The Courtyard Guesthouse in Bunratty is a wonderful, centrally located property – only a few mintues stroll from Bunratty Castle, the famous Durty Nellys Pub and of course the village’s wealth of stores, stocking Irish products & souvenirs of all descriptions. This highly rated guesthouse has 11 ensuite guestrooms, provides complimentary wi-fi, and private off-street parking. The beautiful, tranquil reading room and breakfast room overlook Bunratty Village and are available for guests to use and enjoy while staying at the guesthouse. Bunratty’s well known seafood restaurant, Gallaghers, is literally right outside the back door of the Courtyard.
All 11 guestrooms at The Courtyard are spacious and equipped with everyhting you need for an enjoyable stay in Bunratty.
All Guestrooms Feature:
- Wi-Fi Internet Access
- Power Showers
- Tea/ Coffee Making Facilities Available on Request
The Courtyard provides a sumptuous Full Irish Breakfast each morning.
A ‘Full Irish Breakfast’ typically consists of bacon (rashers!), sausages, black & white pudding, eggs, toast, tea or coffee.
A selection of cereals, fruit & juices are also available to those who may not wish to start their day with too much salty meat!
On The Map: Bunratty is located in the west of Ireland in County Clare. The main N18/M18 road connecting the cities of Limerick (to the south) & Ennis (to the north) passes right by the village. Shannon Airport is only 15 minutes to the west, also accessed via the N18/M18.

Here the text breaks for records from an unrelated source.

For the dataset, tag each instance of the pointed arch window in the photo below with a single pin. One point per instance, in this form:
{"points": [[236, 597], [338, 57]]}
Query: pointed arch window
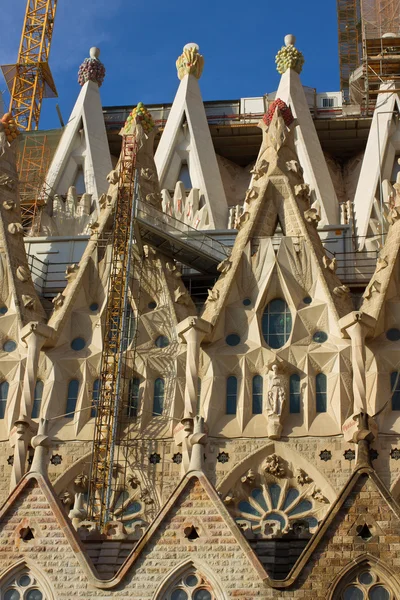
{"points": [[257, 386], [95, 397], [395, 386], [37, 399], [3, 398], [320, 393], [231, 395], [158, 397], [198, 396], [72, 398], [133, 397], [294, 394], [276, 323]]}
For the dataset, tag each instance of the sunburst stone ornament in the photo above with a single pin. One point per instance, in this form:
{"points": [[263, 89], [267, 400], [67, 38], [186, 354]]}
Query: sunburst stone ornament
{"points": [[190, 62]]}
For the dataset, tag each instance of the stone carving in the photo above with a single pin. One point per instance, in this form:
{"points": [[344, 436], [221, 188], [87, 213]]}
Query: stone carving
{"points": [[224, 266], [113, 177], [182, 296], [7, 182], [273, 465], [229, 498], [302, 191], [260, 169], [373, 288], [294, 165], [9, 204], [275, 404], [248, 477], [58, 301], [190, 62], [302, 477], [330, 263], [23, 273], [213, 295], [92, 69], [311, 216], [71, 271], [28, 301], [318, 496], [15, 228], [147, 174]]}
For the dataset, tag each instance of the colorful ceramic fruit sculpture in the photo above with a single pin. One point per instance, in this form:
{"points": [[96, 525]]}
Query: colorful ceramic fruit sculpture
{"points": [[289, 57], [284, 110], [10, 127], [141, 114], [92, 69]]}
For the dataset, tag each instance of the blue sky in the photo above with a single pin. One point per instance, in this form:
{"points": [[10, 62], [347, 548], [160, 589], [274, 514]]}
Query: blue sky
{"points": [[140, 42]]}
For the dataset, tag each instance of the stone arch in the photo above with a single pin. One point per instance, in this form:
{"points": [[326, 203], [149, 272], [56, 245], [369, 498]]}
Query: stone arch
{"points": [[186, 567], [289, 456], [366, 561], [27, 566]]}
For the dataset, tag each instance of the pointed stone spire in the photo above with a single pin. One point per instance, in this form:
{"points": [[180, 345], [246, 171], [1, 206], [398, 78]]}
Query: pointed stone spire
{"points": [[197, 440], [186, 144], [289, 62], [83, 151]]}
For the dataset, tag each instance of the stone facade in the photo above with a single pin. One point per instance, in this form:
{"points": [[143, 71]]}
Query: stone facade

In Bunratty Village, one can enjoy the medieval grandeur that awaits in Bunratty Castle and its lively Folk Park. The castle, overlooking the River Shannon, is in excellent condition and well worth a visit. It is one of the finest surviving examples of an Irish tower house, and it’s current peaceful and picturesque state belies its bloody and violent history. The strategic location of the castle on the river Shannon ensured it was the focal point of many battles, and it has it has been destroyed and re-built on at least eight occasions. The Folk Park adjoins the castle and vividly portrays what everyday life was like in rural Ireland about 100 years ago. It contains reconstructed farmhouses, cottages and shops, replete with authentic furnishings. The Park is a living museum: animals are tended, bread is baked, milk is churned, walls are whitewashed and roofs are thatched. You may visit an Irish farmhouse, watch the blacksmith fit a horseshoe, or attend a weaving demonstration. The village also reflects the fundamental changes that led to increased mobility in Irish society. Once you’ve explored the Castle & Folk Park, be sure to sample a relaxing cup of tea and freshly baked scones in one of the quaint thatched cottage cafes. The famous Durty Nelly’s pub is in the heart of town, adjacent to the castle.